Tonight I am sitting here, filled with so much gratitude that I literally could bust at the seams.
I have been so blessed in this life with such amazing and faithful friends.
Friends who have seen me at my worst and still loved me in spite of myself. Friends who, no matter what, have come and helped me when I have needed them. Friends who I couldn't imagine living this life without. Honest, compassionate, loving, and generous friends.
I'd love to tell you about what a great friend I've been to them, too.
But I can't do that.
Over the years, I've been hateful, self-centered, and just plain rude to each of them at one time or another. I've been so miserable inside of myself that I've taken it out on them.

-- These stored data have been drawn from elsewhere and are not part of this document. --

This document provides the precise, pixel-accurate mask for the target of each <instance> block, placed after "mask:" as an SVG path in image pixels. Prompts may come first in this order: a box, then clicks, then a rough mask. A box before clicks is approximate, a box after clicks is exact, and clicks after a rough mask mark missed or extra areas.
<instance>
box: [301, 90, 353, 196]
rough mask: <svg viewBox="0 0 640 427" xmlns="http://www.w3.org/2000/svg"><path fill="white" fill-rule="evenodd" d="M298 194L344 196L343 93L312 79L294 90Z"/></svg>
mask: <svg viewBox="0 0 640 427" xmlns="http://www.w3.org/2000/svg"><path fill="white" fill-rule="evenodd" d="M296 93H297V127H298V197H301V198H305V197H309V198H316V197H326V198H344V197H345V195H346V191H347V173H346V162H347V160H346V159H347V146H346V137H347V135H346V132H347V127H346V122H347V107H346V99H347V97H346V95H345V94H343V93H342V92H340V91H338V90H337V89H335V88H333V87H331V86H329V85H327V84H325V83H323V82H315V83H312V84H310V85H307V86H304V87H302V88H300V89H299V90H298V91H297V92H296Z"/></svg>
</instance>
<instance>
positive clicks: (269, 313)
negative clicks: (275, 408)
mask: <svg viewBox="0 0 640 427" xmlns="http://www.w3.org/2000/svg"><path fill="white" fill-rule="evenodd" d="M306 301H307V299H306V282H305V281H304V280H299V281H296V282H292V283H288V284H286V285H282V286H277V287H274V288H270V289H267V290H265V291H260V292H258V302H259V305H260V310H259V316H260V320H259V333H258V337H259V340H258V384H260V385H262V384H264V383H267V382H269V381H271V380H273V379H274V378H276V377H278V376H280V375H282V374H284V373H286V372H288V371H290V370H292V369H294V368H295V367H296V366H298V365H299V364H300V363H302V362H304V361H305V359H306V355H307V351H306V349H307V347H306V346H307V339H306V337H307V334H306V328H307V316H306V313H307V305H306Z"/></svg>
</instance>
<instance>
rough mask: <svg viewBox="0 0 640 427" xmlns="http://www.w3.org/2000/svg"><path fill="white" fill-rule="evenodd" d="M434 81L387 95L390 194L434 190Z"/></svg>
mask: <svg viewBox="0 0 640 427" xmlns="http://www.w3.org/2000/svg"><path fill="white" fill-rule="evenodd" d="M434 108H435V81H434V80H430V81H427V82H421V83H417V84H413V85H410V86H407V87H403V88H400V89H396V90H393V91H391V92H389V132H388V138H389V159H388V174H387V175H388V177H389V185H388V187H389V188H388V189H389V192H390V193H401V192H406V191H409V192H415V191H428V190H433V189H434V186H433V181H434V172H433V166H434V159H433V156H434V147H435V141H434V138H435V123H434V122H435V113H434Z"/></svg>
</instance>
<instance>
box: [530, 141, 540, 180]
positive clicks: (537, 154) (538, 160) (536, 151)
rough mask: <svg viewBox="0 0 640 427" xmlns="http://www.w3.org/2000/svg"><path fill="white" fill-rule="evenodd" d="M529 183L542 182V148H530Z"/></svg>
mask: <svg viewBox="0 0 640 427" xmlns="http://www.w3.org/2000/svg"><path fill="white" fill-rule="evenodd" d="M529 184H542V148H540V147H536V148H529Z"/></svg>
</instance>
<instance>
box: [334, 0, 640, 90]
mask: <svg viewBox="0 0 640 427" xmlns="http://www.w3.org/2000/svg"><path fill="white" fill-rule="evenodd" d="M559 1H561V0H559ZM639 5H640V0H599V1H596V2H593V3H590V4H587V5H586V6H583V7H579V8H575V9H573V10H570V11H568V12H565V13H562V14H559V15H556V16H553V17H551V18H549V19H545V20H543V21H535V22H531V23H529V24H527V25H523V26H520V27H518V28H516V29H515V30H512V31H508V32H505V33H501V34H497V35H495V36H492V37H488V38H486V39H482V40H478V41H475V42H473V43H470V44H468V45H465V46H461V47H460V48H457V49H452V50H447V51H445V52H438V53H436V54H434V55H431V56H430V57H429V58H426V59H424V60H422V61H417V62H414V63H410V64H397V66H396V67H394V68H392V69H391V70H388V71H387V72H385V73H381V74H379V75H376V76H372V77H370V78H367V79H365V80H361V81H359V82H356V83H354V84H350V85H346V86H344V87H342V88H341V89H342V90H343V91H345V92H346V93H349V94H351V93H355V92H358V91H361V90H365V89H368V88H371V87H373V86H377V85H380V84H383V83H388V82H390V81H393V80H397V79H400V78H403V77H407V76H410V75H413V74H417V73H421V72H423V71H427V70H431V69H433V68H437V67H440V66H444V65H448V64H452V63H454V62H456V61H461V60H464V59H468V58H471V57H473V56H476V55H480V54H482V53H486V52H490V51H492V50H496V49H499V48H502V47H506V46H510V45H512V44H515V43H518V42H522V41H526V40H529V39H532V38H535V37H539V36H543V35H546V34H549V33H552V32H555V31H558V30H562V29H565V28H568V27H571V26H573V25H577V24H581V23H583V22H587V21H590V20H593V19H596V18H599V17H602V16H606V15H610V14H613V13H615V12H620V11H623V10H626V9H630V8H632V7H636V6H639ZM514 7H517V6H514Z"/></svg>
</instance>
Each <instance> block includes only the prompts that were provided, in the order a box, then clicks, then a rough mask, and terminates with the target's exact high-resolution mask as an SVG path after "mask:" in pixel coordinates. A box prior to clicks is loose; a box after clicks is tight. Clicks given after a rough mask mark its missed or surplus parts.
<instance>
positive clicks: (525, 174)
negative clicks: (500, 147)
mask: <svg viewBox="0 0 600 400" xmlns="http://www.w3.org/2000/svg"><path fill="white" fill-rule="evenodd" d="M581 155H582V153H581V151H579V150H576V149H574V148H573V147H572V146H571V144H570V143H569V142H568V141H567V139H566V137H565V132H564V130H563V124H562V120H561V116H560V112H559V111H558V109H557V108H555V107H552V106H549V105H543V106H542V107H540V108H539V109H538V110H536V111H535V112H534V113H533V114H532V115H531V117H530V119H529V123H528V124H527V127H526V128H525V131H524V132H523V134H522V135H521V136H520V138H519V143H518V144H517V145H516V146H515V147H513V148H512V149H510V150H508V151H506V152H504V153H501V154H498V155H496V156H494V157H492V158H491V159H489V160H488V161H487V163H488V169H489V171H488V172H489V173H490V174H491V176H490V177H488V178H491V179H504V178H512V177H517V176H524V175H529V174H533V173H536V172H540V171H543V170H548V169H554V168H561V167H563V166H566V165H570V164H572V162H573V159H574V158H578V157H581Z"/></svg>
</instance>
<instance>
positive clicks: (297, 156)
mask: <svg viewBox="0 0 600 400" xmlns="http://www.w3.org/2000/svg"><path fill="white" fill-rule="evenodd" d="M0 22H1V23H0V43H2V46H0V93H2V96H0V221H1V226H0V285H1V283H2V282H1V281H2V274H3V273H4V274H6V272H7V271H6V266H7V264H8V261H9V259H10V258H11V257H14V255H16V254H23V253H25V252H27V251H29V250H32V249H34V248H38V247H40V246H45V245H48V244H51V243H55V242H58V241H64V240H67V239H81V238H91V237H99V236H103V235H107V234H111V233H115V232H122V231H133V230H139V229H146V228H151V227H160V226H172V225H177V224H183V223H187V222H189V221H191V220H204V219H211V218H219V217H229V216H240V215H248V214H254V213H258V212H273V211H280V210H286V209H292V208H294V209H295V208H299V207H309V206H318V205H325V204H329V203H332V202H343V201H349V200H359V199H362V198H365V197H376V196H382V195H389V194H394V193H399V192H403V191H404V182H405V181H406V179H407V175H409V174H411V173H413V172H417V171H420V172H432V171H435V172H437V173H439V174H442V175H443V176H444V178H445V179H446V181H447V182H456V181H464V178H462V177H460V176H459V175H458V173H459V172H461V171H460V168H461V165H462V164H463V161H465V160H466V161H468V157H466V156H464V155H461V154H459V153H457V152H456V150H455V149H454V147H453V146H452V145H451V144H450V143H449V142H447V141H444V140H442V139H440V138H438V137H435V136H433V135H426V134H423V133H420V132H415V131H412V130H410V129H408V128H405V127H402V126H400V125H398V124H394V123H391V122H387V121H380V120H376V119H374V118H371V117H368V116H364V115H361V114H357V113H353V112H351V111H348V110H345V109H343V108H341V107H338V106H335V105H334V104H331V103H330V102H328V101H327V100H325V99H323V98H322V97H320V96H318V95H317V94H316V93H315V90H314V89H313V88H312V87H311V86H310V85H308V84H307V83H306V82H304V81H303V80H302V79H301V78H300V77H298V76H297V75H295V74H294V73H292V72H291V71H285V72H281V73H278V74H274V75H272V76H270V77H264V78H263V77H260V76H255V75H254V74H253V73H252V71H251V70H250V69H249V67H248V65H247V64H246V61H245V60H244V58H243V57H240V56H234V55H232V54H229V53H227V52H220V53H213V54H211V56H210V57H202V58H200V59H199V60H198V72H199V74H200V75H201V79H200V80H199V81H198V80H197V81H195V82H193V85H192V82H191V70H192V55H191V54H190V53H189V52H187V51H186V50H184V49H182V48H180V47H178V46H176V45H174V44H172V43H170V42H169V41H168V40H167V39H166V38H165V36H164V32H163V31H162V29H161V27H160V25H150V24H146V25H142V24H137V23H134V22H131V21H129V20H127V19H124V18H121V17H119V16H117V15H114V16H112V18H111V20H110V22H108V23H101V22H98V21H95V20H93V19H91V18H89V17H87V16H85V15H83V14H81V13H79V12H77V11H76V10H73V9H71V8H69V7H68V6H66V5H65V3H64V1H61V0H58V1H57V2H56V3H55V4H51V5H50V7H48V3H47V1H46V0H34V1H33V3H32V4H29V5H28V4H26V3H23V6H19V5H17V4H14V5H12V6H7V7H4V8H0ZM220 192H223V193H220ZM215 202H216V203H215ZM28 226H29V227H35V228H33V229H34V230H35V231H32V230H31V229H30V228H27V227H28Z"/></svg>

What did I gain from those actions?
What did I change?
What in the world was I thinking?
Today my friend Edith and I spent almost three hours chatting while our kiddos played at CEC. It's our little get-away, our chance to catch up and reconnect and we try to do it whenever school is out, such as Christmas vacation or Spring Break. I treasure her and her friendship more than she probably knows. I've not done a good job telling her what she means to me, but it's something I am working on. I want her to know without a doubt that they she holds an important spot in my heart.
Later tonight, my friend Loretta and I went to see the new movie, New Year's Eve. She and I have seen many movies together over the course of our friendship and I realized tonight that I have neglected our friendship lately. She has always been so kind to me and has never judged me no matter what I have said or done to her and for that I am so grateful. We made a pact tonight to see more movies together in 2012. Kind of a new year's resolution for our friendship, you could say. I'm looking forward to us reconnecting through movies and dinners over the next several weeks/months.
So, tonight, on this Thankful Thursday, I am grateful for my friends... the ones I was blessed to spend time with today and those who were with me in my heart.
I'm so blessed and it's about time I give thanks for the blessings which I have been given.
What are YOU thankful for this last Thursday of 2011?